China is thought to have acquired and developed the assets required to accomplish all of the above, but it has yet to position them in a way that would cover all of its new ADIZ. China is more militarily competent near its mainland, but the farther out the ADIZ extends, the more constrained China becomes -- and limited in terms of the tools at its disposal. This underscores China's need to develop specific procedures and training protocols and dedicate appropriate assets to effectively enforce its new ADIZ.
Shaping a New Status Quo

The growing aerial trend in the East China Sea disputes adds another dimension in the already tense seaborne competition over the Senkaku/Diaoyu Islands, following the Japanese government's nationalization of three islets in September 2012. Before then, the islands, although disputed by China, were only infrequently sources of direct tension between Japan and China, since the two sides had earlier come to a tacit agreement that China would not push its claims if Japan did not develop the islands.

This has now changed. While the nationalization did not alter the fact that Japan has no development on the island, it apparently prompted Beijing to shift from its previous pragmatic approach and embark on a nationalist campaign to redefine the boundary.

Against this backdrop, China has increased patrols by maritime surveillance and fishing vessels near the disputed waters, and this has precluded Japan from confronting China with naval vessels. In particular, as the vessels were dispatched well within Japan's 12 nautical miles of territorial waters around the islands, it underscored China's implicit claims of sovereignty. Beijing also announced the intention to demarcate its own territorial waters 12 nautical miles off the islands to further its claims. Added to this is China's increasingly hard-line approach over joint exploration in the natural gas fields in the East China Sea that has largely precluded Japan from participating.

In the near term, Beijing is aiming to shift the fact of Japan's de facto control over the disputed islands toward a new balance that recognizes China's emerging maritime interests and presence. As with similar maneuvers by Beijing in the South China Sea disputes, China understands that its attempt to establish a new balance in the maritime sphere is confined so long as it wants to avoid provoking a serious response from the United State.
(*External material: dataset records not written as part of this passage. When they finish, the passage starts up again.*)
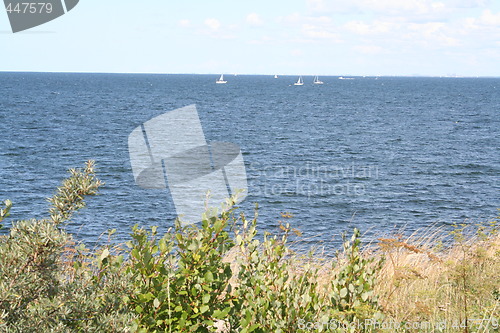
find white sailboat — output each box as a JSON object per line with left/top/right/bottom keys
{"left": 313, "top": 75, "right": 324, "bottom": 84}
{"left": 274, "top": 74, "right": 278, "bottom": 79}
{"left": 216, "top": 74, "right": 227, "bottom": 84}
{"left": 294, "top": 76, "right": 304, "bottom": 86}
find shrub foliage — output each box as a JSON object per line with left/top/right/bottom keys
{"left": 1, "top": 161, "right": 498, "bottom": 332}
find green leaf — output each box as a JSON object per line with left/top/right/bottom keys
{"left": 248, "top": 324, "right": 260, "bottom": 332}
{"left": 204, "top": 271, "right": 214, "bottom": 282}
{"left": 153, "top": 298, "right": 160, "bottom": 308}
{"left": 131, "top": 248, "right": 140, "bottom": 260}
{"left": 100, "top": 248, "right": 110, "bottom": 262}
{"left": 159, "top": 239, "right": 167, "bottom": 253}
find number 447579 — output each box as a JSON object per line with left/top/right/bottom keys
{"left": 5, "top": 2, "right": 53, "bottom": 14}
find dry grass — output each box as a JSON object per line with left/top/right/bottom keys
{"left": 249, "top": 220, "right": 500, "bottom": 331}
{"left": 218, "top": 216, "right": 500, "bottom": 332}
{"left": 374, "top": 223, "right": 500, "bottom": 331}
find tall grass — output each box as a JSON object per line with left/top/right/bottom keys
{"left": 375, "top": 221, "right": 499, "bottom": 332}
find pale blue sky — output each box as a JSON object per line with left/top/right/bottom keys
{"left": 1, "top": 0, "right": 499, "bottom": 76}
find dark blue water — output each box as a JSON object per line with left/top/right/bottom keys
{"left": 0, "top": 73, "right": 498, "bottom": 248}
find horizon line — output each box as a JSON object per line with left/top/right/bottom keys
{"left": 1, "top": 70, "right": 499, "bottom": 78}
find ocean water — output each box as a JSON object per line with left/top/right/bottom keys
{"left": 0, "top": 73, "right": 498, "bottom": 248}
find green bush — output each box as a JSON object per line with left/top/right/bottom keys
{"left": 0, "top": 161, "right": 389, "bottom": 332}
{"left": 124, "top": 206, "right": 235, "bottom": 332}
{"left": 0, "top": 161, "right": 132, "bottom": 332}
{"left": 230, "top": 216, "right": 325, "bottom": 332}
{"left": 330, "top": 229, "right": 384, "bottom": 323}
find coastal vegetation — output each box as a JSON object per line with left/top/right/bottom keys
{"left": 0, "top": 162, "right": 498, "bottom": 332}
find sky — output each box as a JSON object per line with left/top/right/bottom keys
{"left": 1, "top": 0, "right": 500, "bottom": 76}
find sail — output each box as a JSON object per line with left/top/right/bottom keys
{"left": 216, "top": 74, "right": 227, "bottom": 83}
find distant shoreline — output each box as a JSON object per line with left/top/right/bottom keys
{"left": 1, "top": 71, "right": 499, "bottom": 78}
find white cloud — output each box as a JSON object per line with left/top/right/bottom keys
{"left": 246, "top": 13, "right": 264, "bottom": 26}
{"left": 178, "top": 19, "right": 191, "bottom": 28}
{"left": 463, "top": 9, "right": 500, "bottom": 32}
{"left": 359, "top": 0, "right": 455, "bottom": 19}
{"left": 278, "top": 12, "right": 331, "bottom": 26}
{"left": 198, "top": 19, "right": 238, "bottom": 40}
{"left": 344, "top": 21, "right": 371, "bottom": 35}
{"left": 408, "top": 21, "right": 445, "bottom": 34}
{"left": 302, "top": 24, "right": 340, "bottom": 40}
{"left": 315, "top": 16, "right": 334, "bottom": 24}
{"left": 306, "top": 0, "right": 358, "bottom": 14}
{"left": 354, "top": 45, "right": 385, "bottom": 54}
{"left": 431, "top": 2, "right": 446, "bottom": 10}
{"left": 362, "top": 0, "right": 430, "bottom": 14}
{"left": 307, "top": 0, "right": 327, "bottom": 12}
{"left": 344, "top": 20, "right": 398, "bottom": 35}
{"left": 307, "top": 0, "right": 449, "bottom": 16}
{"left": 204, "top": 18, "right": 221, "bottom": 31}
{"left": 249, "top": 0, "right": 496, "bottom": 74}
{"left": 248, "top": 35, "right": 273, "bottom": 44}
{"left": 450, "top": 0, "right": 490, "bottom": 8}
{"left": 478, "top": 9, "right": 500, "bottom": 26}
{"left": 276, "top": 12, "right": 341, "bottom": 43}
{"left": 278, "top": 12, "right": 302, "bottom": 24}
{"left": 404, "top": 21, "right": 462, "bottom": 47}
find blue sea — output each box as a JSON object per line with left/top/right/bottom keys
{"left": 0, "top": 73, "right": 498, "bottom": 248}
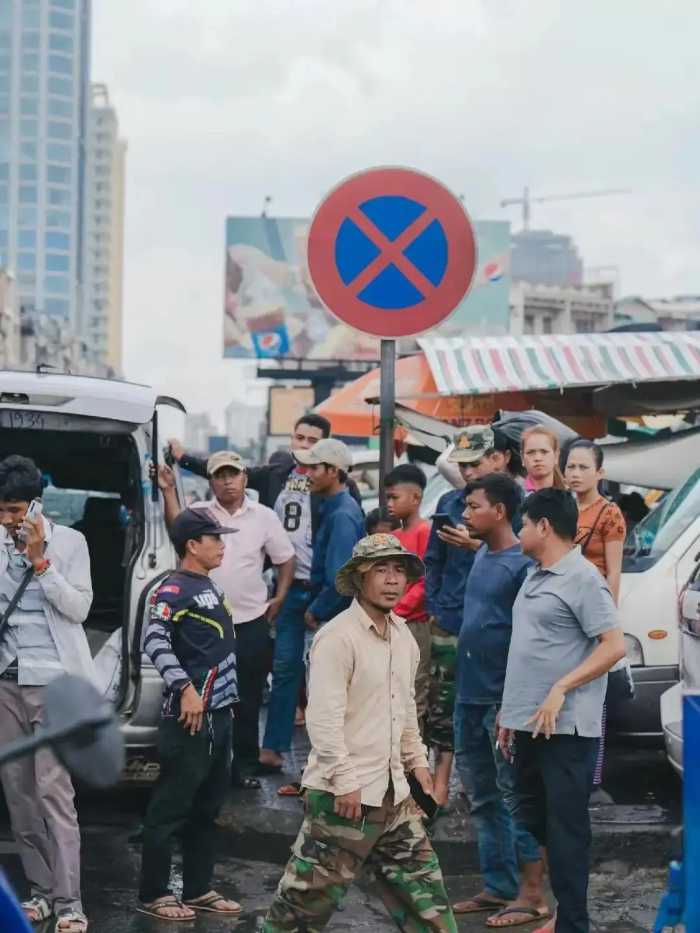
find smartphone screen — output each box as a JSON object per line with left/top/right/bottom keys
{"left": 432, "top": 513, "right": 455, "bottom": 533}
Serious aggression over maritime boundaries with Japan could not only justify Japan's process of military normalization but ultimately bring U.S. military power into the equation, since Washington has repeatedly emphasized that it considers the area covered by U.S.-Japan security agreements. This would not be in China's interests, but Beijing nonetheless appeared to be willing to test the U.S. commitment and assert its claim not only to the islands but also to its enlarged sphere of influence. That said, such deliberate ratcheting up of tensions with tools like the ADIZ is forcing all players to readjust their behaviors in light of China's increasing regional ambitions and naval heft.